Wednesday was a good day to be a West Virginian. The state marked 149 years of existence.
I decided to spend the day in the capital city, something I’d wanted to do for several years. The Culture Center was open with free admission to the state museum, the Capitol was marking 80 years since its dedication and the governor came by to cut the cake.
The Capitol was open for tours. Although I’ve been in the building several times, I thought I’d take the tour. A couple from Pennsylvania stopped for the tour on their way west along U.S. 60.
They were totally captivated by the building and the little nuggets of state history that our guide passed along. The tour gave me a chance to stop and really look at parts of the building and appreciate the grandness of it.
We paused in the rotunda and looked up at the massive cut-glass chandelier. I filled my camera viewfinder with the light framed by the marble columns and thought, “Wow!” before I snapped the shutter.
Bryan Ward, assistant director of archives and history, gave a short lecture about the Capitol right before the cake cutting. It opened on West Virginia Day in 1932, an ornate building during the Great Depression and a symbol of hope.
It really still is. The state has never been wealthy; outside business interests have seen to that. But the building embodies the best of what we want ourselves and our state to be.
Ward said architect Cass Gilbert was not happy that the Union soldier at the former Capitol was moved to the new grounds. Inspired by the ornate architecture of Rome, Gilbert had grander plans for the site.
But the homage to the common person makes the Capitol and grounds stand out in a different, West Virginia way, Ward said. The statues and memorials are to the regular folk — the humble mountain soldier, male and female veterans, coal miners, a young black man who founded a great university, etc. West Virginia is a state of humble folk and so are those who grace its grounds.
Who’d a thunk it would still be here?
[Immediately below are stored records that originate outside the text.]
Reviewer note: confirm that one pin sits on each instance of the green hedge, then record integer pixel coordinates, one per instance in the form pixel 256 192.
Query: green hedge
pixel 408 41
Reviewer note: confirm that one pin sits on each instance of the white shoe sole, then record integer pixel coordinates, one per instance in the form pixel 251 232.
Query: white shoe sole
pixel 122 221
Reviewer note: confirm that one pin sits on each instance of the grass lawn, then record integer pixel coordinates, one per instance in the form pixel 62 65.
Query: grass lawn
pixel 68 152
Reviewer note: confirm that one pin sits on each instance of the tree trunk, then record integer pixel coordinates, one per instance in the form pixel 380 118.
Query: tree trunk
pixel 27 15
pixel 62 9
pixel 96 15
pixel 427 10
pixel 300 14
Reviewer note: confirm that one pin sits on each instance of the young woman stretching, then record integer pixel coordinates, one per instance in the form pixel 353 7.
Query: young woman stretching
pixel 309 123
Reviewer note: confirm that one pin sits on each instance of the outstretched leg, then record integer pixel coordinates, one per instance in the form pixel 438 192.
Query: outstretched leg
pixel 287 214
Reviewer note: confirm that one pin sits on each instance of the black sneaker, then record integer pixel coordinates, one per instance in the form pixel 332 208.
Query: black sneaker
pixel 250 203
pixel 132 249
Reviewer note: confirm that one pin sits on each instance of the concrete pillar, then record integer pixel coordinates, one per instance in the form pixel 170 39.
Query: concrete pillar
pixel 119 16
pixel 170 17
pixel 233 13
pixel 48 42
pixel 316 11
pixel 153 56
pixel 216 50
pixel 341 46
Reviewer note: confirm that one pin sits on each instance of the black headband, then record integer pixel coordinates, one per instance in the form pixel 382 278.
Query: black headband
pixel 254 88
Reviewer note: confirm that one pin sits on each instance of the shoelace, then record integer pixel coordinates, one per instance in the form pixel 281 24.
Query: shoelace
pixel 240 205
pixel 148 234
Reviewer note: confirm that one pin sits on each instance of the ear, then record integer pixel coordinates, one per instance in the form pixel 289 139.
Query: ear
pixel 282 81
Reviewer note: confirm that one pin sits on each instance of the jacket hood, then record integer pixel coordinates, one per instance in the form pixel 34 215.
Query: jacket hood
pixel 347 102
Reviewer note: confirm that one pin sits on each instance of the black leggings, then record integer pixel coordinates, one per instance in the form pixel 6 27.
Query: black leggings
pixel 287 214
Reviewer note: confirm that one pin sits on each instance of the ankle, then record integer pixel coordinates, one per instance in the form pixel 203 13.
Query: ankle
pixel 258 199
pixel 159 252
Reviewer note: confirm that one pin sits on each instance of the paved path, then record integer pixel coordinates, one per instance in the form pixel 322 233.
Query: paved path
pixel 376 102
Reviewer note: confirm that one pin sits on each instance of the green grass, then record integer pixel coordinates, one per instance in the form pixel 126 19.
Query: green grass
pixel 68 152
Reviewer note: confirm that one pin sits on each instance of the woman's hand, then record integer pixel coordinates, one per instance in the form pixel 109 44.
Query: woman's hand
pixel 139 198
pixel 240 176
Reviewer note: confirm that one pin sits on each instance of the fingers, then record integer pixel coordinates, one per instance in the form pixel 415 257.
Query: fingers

The upstart state birthed by emergency during a war started out with a few sheets of paper and a quill pen bequeathed to it by the federal government.
“We have come so far for this little state of 1.8 million people,” Gov. Earl Ray Tomblin said before he cut one of two birthday cakes on hand to feed those gathered.
That journey is well told at the state museum. It’s an interactive immersion where visitors cross the covered bridge at Philippi during the first land battle of the Civil War and walk through a coal mine. It is worth the trip and cost of admission.
For those who didn’t make it to Charleston, a little bit of birthday cheer lingers today at Blenko Glass in Milton. Each year, the company commissions a state birthday piece available for sale only on that day. Birthday cake will be available, too.
During my short stint in Oklahoma, I returned to the Sooner State after a break from classes. The preacher shook my hand and said, “I guess you’re glad to be home.”
I said, “Being back in Oklahoma is fine, but West Virginia is always home.”
We’re little but loud and poor but proud. May God continue to bless West Virginia and her people. Happy birthday, old girl, and get ready for a big blowout next year for the 150th.